= Gårding domain =

In mathematics, a Gårding domain is a concept in the representation theory of topological groups. The concept is named after the mathematician Lars Gårding.

Let G be a topological group and let U be a strongly continuous unitary representation of G in a separable Hilbert space H. Denote by g the family of all one-parameter subgroups of G. For each δ = { δ(t) | t ∈ R } ∈ g, let U(δ) denote the self-adjoint generator of the unitary one-parameter subgroup { U(δ(t)) | t ∈ R }. A Gårding domain for U is a linear subspace of H that is U(g)- and U(δ)-invariant for all g ∈ G and δ ∈ g and is also a domain of essential self-adjointness for U

Gårding showed in 1947 that, if G is a Lie group, then a Gårding domain for U consisting of infinitely differentiable vectors exists for each continuous unitary representation of G. In 1961, Kats extended this result to arbitrary locally compact topological groups. However, these results do not extend easily to the non-locally compact case because of the lack of a Haar measure on the group.
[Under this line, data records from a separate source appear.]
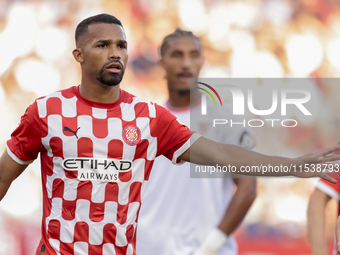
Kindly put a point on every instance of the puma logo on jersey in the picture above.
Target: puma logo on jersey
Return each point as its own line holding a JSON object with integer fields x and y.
{"x": 70, "y": 130}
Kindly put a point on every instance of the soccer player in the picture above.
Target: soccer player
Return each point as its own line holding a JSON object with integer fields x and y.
{"x": 97, "y": 144}
{"x": 322, "y": 194}
{"x": 182, "y": 215}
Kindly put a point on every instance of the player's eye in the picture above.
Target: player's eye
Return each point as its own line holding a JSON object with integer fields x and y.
{"x": 176, "y": 54}
{"x": 195, "y": 54}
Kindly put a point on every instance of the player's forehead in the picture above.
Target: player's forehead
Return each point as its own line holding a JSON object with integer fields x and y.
{"x": 183, "y": 44}
{"x": 104, "y": 31}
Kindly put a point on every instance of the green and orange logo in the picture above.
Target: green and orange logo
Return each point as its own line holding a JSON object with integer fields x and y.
{"x": 209, "y": 93}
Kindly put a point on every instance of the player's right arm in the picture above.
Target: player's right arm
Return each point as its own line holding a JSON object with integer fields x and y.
{"x": 9, "y": 171}
{"x": 316, "y": 222}
{"x": 207, "y": 152}
{"x": 22, "y": 149}
{"x": 337, "y": 233}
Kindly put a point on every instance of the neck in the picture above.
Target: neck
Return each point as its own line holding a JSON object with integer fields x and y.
{"x": 98, "y": 92}
{"x": 179, "y": 100}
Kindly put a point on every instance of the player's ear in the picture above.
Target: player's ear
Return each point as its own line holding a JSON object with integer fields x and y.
{"x": 161, "y": 63}
{"x": 78, "y": 55}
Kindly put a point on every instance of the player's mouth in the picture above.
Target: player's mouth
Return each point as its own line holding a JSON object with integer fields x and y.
{"x": 114, "y": 67}
{"x": 184, "y": 76}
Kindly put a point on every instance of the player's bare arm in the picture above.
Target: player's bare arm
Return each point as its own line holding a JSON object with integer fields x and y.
{"x": 337, "y": 233}
{"x": 207, "y": 152}
{"x": 239, "y": 205}
{"x": 316, "y": 222}
{"x": 9, "y": 171}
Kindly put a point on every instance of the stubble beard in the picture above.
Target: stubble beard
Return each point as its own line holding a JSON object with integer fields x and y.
{"x": 110, "y": 79}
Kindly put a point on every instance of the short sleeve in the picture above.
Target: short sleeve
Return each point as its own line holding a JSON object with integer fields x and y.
{"x": 25, "y": 143}
{"x": 173, "y": 137}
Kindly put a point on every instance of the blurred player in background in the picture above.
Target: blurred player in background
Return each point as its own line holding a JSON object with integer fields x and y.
{"x": 183, "y": 215}
{"x": 316, "y": 219}
{"x": 97, "y": 144}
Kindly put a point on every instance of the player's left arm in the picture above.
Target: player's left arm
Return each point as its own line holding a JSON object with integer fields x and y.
{"x": 235, "y": 213}
{"x": 337, "y": 233}
{"x": 239, "y": 205}
{"x": 207, "y": 152}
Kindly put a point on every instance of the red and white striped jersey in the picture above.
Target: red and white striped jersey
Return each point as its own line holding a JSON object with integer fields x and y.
{"x": 95, "y": 162}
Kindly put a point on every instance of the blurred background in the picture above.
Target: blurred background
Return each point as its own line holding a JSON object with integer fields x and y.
{"x": 241, "y": 38}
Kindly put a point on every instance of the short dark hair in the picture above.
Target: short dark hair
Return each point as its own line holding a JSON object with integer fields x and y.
{"x": 178, "y": 33}
{"x": 100, "y": 18}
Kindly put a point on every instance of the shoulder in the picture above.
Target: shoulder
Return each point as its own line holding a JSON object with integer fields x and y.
{"x": 141, "y": 106}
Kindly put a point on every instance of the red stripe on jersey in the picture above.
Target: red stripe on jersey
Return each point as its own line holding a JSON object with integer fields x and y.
{"x": 85, "y": 147}
{"x": 100, "y": 128}
{"x": 58, "y": 188}
{"x": 81, "y": 232}
{"x": 69, "y": 209}
{"x": 54, "y": 229}
{"x": 53, "y": 106}
{"x": 56, "y": 145}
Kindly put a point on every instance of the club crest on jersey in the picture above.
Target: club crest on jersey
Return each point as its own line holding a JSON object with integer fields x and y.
{"x": 131, "y": 135}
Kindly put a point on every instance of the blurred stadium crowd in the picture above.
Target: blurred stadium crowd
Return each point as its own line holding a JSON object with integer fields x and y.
{"x": 241, "y": 38}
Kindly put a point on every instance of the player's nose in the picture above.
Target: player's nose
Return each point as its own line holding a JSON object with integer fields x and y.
{"x": 113, "y": 53}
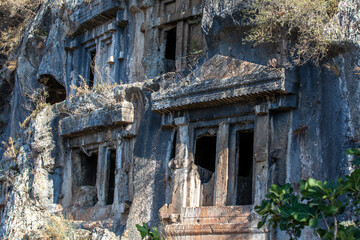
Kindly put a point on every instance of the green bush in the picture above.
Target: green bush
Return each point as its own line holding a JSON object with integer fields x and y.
{"x": 330, "y": 208}
{"x": 301, "y": 23}
{"x": 147, "y": 233}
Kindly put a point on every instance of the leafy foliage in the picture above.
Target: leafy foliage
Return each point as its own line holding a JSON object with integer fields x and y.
{"x": 330, "y": 208}
{"x": 303, "y": 22}
{"x": 11, "y": 148}
{"x": 147, "y": 233}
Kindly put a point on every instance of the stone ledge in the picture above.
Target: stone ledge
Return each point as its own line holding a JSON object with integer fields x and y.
{"x": 96, "y": 120}
{"x": 220, "y": 221}
{"x": 96, "y": 13}
{"x": 222, "y": 80}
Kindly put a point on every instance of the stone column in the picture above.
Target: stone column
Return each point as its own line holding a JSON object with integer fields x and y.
{"x": 68, "y": 180}
{"x": 261, "y": 152}
{"x": 222, "y": 165}
{"x": 181, "y": 163}
{"x": 118, "y": 173}
{"x": 179, "y": 44}
{"x": 102, "y": 169}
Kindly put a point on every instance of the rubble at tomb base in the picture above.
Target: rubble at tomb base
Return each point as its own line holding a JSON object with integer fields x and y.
{"x": 158, "y": 112}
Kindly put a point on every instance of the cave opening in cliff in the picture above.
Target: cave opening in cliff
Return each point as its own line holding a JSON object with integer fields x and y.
{"x": 88, "y": 169}
{"x": 56, "y": 92}
{"x": 111, "y": 177}
{"x": 205, "y": 157}
{"x": 92, "y": 68}
{"x": 170, "y": 50}
{"x": 245, "y": 146}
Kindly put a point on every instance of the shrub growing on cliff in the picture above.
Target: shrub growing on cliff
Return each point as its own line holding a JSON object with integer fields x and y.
{"x": 303, "y": 22}
{"x": 330, "y": 208}
{"x": 147, "y": 233}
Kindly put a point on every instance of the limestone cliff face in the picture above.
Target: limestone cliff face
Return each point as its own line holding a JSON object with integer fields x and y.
{"x": 139, "y": 127}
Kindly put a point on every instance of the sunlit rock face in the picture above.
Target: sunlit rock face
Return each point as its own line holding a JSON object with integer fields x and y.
{"x": 159, "y": 112}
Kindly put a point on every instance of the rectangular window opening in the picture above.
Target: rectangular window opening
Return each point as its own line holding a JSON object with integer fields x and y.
{"x": 111, "y": 177}
{"x": 170, "y": 50}
{"x": 88, "y": 169}
{"x": 92, "y": 68}
{"x": 205, "y": 157}
{"x": 245, "y": 146}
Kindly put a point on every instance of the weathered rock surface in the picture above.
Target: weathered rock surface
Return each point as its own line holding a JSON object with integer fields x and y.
{"x": 127, "y": 150}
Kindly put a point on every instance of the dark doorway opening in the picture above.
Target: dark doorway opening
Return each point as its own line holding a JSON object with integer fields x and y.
{"x": 56, "y": 91}
{"x": 205, "y": 157}
{"x": 111, "y": 177}
{"x": 92, "y": 68}
{"x": 88, "y": 169}
{"x": 170, "y": 50}
{"x": 245, "y": 146}
{"x": 173, "y": 149}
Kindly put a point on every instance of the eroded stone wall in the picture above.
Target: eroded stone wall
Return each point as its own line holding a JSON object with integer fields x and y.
{"x": 140, "y": 124}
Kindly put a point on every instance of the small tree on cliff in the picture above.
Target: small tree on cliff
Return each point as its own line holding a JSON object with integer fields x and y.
{"x": 330, "y": 208}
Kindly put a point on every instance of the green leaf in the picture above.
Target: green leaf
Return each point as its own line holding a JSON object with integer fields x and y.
{"x": 261, "y": 223}
{"x": 314, "y": 222}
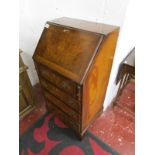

In 1996, Danilenko proved the following result for groups G that can be written as the inductive limit of an increasing sequence G_{1} ⊆ G_{2} ⊆ ... of locally compact second countable subgroups:

Let U be a strongly continuous unitary representation of G in a separable Hilbert space H. Then there exist a separable nuclear Montel space F and a continuous, bijective, linear map J : F → H such that
- the dual space of F, denoted by F^{∗}, has the structure of a separable Fréchet space with respect to the strong topology on the dual pairing (F^{∗}, F);
- the image of J, im(J), is dense in H;
- for all g ∈ G, U(g)(im(J)) = im(J);
- for all δ ∈ g, U(δ)(im(J)) ⊆ im(J) and im(J) is a domain of essential self-adjointness for U(δ);
- for all g ∈ G, J^{−1}U(g)J is a continuous linear map from F to itself;
- moreover, the map G → Lin(F; F) taking g to J^{−1}U(g)J is continuous with respect to the topology on G and the weak operator topology on Lin(F; F).

The space F is known as a strong Gårding space for U and im(J) is called a strong Gårding domain for U. Under the above assumptions on G there is a natural Lie algebra structure on G, so it makes sense to call g the Lie algebra of G.